The reformer that produces hydrogen from hydrocarbon is very important part of fuel cell system. One of the promising solutions has been recently considered as direct partial oxidation of hydrocarbon by excess enthalpy flame under rich and ultra-rich condition without a platinum catalyst. In this paper, excess enthalpy flame reforming process in the perforated silicon carbide tube reformer using a two dimensional approached with GRI mechanism 1.2 was investigated. The result shows that the stable excess enthalpy flame with temperature spike was observed in a perforated silicon carbide tube reformer under condition of higher equivalence ratio than rich flammability limit of methane. It is found that hydrogen rich gases could be produced through partial oxidation at very rich equivalence ratio by formation of excess enthalpy flame.
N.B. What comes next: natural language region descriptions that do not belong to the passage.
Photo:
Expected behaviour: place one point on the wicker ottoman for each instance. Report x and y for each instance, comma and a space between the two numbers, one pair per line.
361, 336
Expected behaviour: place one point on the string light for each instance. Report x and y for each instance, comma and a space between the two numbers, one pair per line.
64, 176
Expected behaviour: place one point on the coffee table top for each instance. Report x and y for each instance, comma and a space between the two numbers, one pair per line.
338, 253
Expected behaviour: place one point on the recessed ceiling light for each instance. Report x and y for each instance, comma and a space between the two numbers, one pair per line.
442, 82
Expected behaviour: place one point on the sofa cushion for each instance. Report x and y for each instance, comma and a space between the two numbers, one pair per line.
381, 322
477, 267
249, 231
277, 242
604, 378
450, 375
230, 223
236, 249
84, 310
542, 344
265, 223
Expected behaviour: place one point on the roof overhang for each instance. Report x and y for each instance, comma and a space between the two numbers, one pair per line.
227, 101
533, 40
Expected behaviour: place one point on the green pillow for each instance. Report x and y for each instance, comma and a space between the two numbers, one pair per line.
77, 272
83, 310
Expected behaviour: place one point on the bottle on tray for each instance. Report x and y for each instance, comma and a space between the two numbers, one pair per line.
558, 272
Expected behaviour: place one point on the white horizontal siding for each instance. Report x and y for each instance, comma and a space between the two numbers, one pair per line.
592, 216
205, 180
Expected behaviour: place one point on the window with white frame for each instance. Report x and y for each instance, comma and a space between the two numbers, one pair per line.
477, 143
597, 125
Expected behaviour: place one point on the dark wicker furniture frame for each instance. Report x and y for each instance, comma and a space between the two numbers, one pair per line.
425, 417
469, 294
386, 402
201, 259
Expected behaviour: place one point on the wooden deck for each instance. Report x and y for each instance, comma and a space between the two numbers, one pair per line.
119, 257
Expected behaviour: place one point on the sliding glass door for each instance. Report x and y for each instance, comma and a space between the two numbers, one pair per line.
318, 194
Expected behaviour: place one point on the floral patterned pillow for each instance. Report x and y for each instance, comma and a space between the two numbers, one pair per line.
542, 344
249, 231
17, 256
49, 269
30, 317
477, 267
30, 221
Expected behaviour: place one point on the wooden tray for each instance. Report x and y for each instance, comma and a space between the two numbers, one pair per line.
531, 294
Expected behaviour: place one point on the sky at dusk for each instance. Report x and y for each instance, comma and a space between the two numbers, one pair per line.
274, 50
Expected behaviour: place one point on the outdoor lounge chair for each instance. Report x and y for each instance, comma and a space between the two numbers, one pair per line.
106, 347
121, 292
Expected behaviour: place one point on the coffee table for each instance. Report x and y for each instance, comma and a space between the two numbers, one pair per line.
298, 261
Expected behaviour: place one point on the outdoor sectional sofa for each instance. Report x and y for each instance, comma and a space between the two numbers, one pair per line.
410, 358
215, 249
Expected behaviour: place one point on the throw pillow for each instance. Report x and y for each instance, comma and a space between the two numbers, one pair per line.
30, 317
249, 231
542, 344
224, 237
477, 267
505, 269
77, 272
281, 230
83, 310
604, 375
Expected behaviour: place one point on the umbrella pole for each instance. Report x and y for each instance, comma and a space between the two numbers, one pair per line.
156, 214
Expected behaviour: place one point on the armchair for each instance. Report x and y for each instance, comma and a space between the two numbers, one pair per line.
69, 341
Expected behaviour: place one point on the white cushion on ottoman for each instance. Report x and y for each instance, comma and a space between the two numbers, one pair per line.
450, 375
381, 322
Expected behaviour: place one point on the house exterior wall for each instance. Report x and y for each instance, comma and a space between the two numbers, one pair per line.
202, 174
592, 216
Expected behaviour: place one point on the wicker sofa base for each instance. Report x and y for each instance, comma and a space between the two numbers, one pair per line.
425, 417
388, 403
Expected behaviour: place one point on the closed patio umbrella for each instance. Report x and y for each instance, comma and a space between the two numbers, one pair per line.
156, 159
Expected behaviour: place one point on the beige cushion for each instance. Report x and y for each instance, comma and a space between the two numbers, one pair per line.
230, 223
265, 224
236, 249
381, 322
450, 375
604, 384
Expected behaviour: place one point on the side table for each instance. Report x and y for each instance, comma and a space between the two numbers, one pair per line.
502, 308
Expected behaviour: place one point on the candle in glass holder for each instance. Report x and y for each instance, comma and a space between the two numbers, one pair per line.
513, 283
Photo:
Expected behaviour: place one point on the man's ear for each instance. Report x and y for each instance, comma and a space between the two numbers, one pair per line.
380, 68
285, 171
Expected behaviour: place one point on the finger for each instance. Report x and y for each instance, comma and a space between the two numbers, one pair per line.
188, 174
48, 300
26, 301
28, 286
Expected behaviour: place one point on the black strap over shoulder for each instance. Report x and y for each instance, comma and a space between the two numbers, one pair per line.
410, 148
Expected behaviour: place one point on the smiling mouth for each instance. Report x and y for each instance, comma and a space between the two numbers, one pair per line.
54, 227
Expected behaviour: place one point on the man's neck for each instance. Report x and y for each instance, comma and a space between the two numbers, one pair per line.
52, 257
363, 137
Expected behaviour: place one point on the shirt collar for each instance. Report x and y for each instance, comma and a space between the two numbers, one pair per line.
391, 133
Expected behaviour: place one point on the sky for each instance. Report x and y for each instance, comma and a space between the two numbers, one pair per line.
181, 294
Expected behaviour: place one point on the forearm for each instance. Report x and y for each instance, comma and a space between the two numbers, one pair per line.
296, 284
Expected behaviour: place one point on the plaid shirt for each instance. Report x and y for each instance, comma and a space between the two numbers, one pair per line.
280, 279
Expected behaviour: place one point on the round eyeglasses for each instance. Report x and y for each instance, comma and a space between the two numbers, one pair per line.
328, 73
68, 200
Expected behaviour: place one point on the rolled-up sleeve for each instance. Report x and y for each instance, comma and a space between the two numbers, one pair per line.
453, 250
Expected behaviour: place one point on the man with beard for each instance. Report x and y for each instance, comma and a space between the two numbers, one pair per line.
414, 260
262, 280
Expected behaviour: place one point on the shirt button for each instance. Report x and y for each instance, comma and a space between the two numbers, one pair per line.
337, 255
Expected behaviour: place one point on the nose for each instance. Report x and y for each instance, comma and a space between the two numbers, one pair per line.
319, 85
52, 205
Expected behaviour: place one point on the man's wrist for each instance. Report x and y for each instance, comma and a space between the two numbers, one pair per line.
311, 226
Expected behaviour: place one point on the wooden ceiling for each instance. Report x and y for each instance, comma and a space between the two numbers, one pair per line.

The peak flame temperature of excess enthalpy flame was higher than the adiabatic flame temperature for a free laminar flame at identical conditions and excess enthalpy flame at ultra-rich equivalence ratio could become effective way to produce hydrogen rich gases from hydrocarbon. The conversion efficiency of hydrogen and carbon monoxide by partial oxidation of excess enthalpy flame was calculated as 37.64% and 60.62%, respectively at equivalence ratio of 2.0 and inlet velocity of 80 cm/s.